In support of this thesis, the author puts forth two considerations: first, postulating photosynthesis as a complex organization of the living being, green plants cannot find their bearings in the first stages of life on the ground, on the contrary, the first living forms emerged thanks to an organic alimentation; therefore that, as opposed to how it is with animals, the relationship of plants with light and therefore with the world happens without the support of a nervous system.

Adolf Portmann:

(translated from the German by Alan N. Shapiro):

Certain distinctive features of living beings, like the reaction to stimuli, nervous activity, the functions of the senses and movement, are elements of that complex state of things that constitutes the relationship with the world. The ensemble of these activities correlated to the environment is that which will call ‘interiority’, an expression designating a non-spatial reality that is not to be confused with the ‘ensemble of the internal organs’ of the body. The action of this interiority is manifest in the external features of the living being through the most varied sensorial relationships. Visible appearance itself must be understood above all in the widest sense as ‘self-presentation’ of the protoplasmic individual.
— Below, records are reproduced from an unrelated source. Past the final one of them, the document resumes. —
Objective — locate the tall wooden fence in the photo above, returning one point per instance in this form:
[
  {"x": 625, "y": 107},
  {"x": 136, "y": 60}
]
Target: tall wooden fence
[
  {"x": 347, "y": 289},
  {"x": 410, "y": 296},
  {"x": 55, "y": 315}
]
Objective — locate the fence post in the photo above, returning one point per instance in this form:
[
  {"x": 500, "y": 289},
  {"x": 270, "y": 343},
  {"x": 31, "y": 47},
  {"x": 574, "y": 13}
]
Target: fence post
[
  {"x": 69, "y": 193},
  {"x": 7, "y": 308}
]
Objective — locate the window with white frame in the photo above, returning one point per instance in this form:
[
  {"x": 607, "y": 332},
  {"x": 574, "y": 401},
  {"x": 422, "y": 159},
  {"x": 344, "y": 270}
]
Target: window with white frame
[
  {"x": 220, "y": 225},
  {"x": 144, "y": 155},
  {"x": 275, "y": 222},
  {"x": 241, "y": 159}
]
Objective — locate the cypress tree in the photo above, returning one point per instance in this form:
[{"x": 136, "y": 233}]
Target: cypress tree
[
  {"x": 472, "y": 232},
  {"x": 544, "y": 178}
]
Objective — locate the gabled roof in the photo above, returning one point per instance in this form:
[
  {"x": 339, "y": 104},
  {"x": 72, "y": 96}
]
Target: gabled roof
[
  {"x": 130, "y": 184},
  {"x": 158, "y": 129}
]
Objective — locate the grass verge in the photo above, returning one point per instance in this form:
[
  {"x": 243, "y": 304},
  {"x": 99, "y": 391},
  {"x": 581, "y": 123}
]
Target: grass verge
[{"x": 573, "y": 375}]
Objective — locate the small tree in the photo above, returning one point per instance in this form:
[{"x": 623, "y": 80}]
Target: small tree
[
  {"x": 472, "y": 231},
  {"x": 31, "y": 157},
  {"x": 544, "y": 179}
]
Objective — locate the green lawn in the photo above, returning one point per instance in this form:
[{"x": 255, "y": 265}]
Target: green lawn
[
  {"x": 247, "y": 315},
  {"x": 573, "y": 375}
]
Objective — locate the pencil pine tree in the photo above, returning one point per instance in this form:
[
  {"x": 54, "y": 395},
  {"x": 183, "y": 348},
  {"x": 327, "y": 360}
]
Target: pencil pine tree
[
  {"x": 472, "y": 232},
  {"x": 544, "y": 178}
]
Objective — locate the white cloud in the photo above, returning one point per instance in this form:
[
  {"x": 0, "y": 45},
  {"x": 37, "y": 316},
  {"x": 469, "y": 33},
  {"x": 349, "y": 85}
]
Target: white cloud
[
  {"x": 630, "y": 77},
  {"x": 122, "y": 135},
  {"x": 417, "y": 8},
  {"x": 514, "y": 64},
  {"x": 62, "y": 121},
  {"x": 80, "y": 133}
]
Not only are optical, acoustic, and olfactory features of the individual in a state of rest part of this self-presentation, but so are its movements, its forms of expression, all of its manifestations in space and time… The taking into account of self-presentation as a primary property of life justifies by itself a complete and autonomous theory of forms. Morphology… is the science that studies the self-presentation of organisms and clarifies, together with physiology, those formal features which come to be interpreted as adaptation to the environment, as functions of the metabolism, or as the conservation of the species… Beings in relationship with the world are not just living machines which live in function of their activities and metabolism. They are above all beings which display themselves in their singularity without this self-presentation being primarily related to sense organs. Adolf Portmann, Aufbruch der Lebensforschung: Der Mensch in einem neuen Weltbild (Zurich: Rhein-Verlag, 1965); pp.28-29, 54. (Note by Alan N. Shapiro:) Gianna Maria Gatti cites the Italian translation of Aufbruch der Lebensforschung by Boris Porena, published as Le forme viventi: Nuove prospettive della biologia (Milano: Adelphi, 1969) (republished in 1989). Porena’s translation appears to be excellent, and I have followed it as a guide in translating the citations from Portmann from German to English.

The relationship of the plant with light also produces a relationship with the world. Nonetheless, no one can say in which form and within which limits an experience of this relationship appears in the interiority of the plant. On the contrary, to such a degree is access to the ‘interiority’, the ‘spiritual life’ of the plant unavailable to us that botanists completely refrain from claiming for themselves the right to such an interiority. As things stand, it is also not surprising that botany, in its systematic research, leans more than any other biological science on chemico-physical methods.” What is auspicious in Portmann is that, for him, a holistic biology regains, in the study of the living, this conception of interiority and of its self-presentation, taking them into account as primary properties of life. Adolf Portmann, Aufbruch der Lebensforschung: Der Mensch in einem neuen Weltbild; op. cit., pp. 41-42.